The Las Vegas Sands operates five integrated resorts at where seems to be its largest market – Macau. As Macau bounces back, investors could be offered more upside by Las Vegas Sands. It could also lead to less tension between the US and China, one that might be ushered in with the Biden Administration. The Sands will be opening the Londoner Macau in February 2021. The launch of this facility has been long anticipated.
Steven said, “Although we expect lingering Chinese macroeconomic uncertainty and virus fears to elevate trading volatility in the near term, we see nothing out there at this point capable of tempering our long-term enthusiasm on the name.” Investors are, however, advised to take advantage of the current weakness of the Las Vegas Sands stock, which is anticipated to make a full comeback sometime in 2021.
A major reason put forward by analysts as to why the stock should be embraced now is the balance sheet made public by the company. At the end of September, it reported $2.38 billion in cash for the company. If Las Vegas Sands sells some of its resorts, like the Venetian, Palazzo, and the Las Vegas Sands Convention Center, it could fetch them up to $6 billion, thereby increasing the company’s stockpile.
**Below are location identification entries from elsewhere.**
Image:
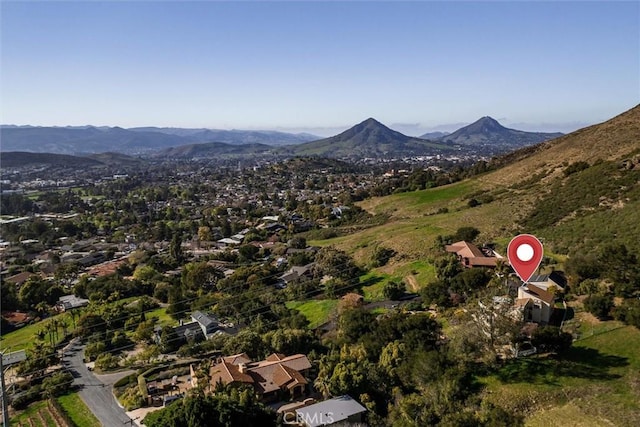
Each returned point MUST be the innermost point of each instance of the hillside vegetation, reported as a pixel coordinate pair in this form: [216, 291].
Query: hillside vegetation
[577, 192]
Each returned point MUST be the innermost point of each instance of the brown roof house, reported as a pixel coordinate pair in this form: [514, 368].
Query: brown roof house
[275, 378]
[535, 303]
[472, 256]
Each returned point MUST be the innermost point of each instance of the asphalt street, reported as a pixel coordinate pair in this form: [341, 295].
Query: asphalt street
[95, 393]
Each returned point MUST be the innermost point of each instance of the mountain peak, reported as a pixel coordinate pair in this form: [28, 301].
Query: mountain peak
[489, 133]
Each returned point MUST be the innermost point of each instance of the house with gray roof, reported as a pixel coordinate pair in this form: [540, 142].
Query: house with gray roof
[332, 411]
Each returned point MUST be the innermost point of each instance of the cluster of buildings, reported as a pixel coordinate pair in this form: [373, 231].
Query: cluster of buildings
[533, 300]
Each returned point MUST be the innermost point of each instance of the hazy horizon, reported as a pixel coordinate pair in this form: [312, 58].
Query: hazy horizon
[319, 67]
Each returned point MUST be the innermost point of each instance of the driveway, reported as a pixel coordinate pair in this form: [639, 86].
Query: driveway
[95, 393]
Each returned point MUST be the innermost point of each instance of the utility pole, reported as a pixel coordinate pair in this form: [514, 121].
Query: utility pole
[5, 406]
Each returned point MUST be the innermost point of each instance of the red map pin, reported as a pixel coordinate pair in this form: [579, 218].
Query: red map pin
[525, 253]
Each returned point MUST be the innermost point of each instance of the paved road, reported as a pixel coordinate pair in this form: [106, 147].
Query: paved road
[96, 394]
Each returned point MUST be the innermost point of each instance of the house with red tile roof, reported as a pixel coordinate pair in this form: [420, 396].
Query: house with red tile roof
[535, 303]
[276, 377]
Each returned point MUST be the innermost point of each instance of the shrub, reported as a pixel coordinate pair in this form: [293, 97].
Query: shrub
[599, 305]
[382, 256]
[575, 167]
[107, 361]
[393, 290]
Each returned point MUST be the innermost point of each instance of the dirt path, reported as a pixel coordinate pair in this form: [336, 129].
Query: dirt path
[413, 283]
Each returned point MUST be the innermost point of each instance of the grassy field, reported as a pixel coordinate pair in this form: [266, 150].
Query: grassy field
[36, 414]
[317, 312]
[161, 314]
[23, 337]
[596, 383]
[78, 411]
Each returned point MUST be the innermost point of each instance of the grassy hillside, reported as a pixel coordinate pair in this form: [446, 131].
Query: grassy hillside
[577, 193]
[598, 384]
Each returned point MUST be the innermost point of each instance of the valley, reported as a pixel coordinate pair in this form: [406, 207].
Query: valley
[346, 265]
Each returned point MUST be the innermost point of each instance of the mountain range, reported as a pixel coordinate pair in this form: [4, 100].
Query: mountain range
[368, 139]
[80, 140]
[488, 133]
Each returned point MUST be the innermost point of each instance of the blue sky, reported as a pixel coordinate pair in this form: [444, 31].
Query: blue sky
[318, 66]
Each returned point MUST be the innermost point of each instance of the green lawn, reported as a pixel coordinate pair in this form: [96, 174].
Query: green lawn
[77, 410]
[23, 337]
[373, 291]
[596, 383]
[317, 312]
[161, 314]
[31, 415]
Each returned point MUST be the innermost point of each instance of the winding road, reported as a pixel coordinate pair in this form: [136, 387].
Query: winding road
[95, 393]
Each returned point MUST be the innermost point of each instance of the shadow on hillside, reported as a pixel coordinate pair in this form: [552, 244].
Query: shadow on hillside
[577, 362]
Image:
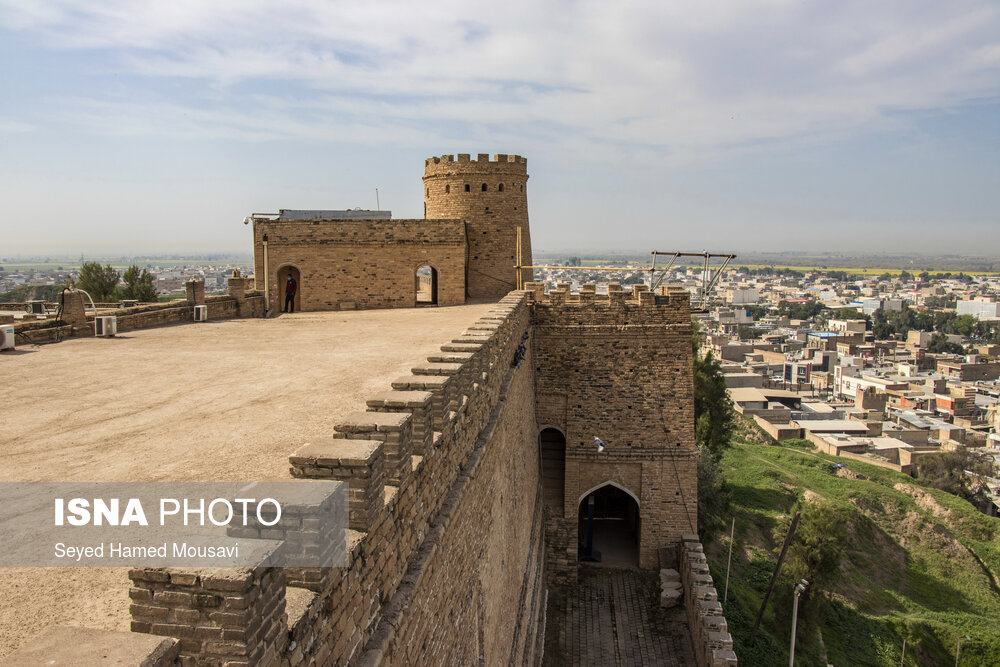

Steven Wieczynski in his review, further stated that the size of the company’s balance sheet brings a level of safety. It reads, “The company’s impeccable balance sheet not only adds a level of safety to the story but it also favorably positions the company to successfully pursue any global integrated resort development opportunities of the size that come along in the future, in our view.”
He concluded by pointing out that buybacks or restoration of its previously suspended dividend are the only risks to Las Vegas Sands returning capital to shareholders.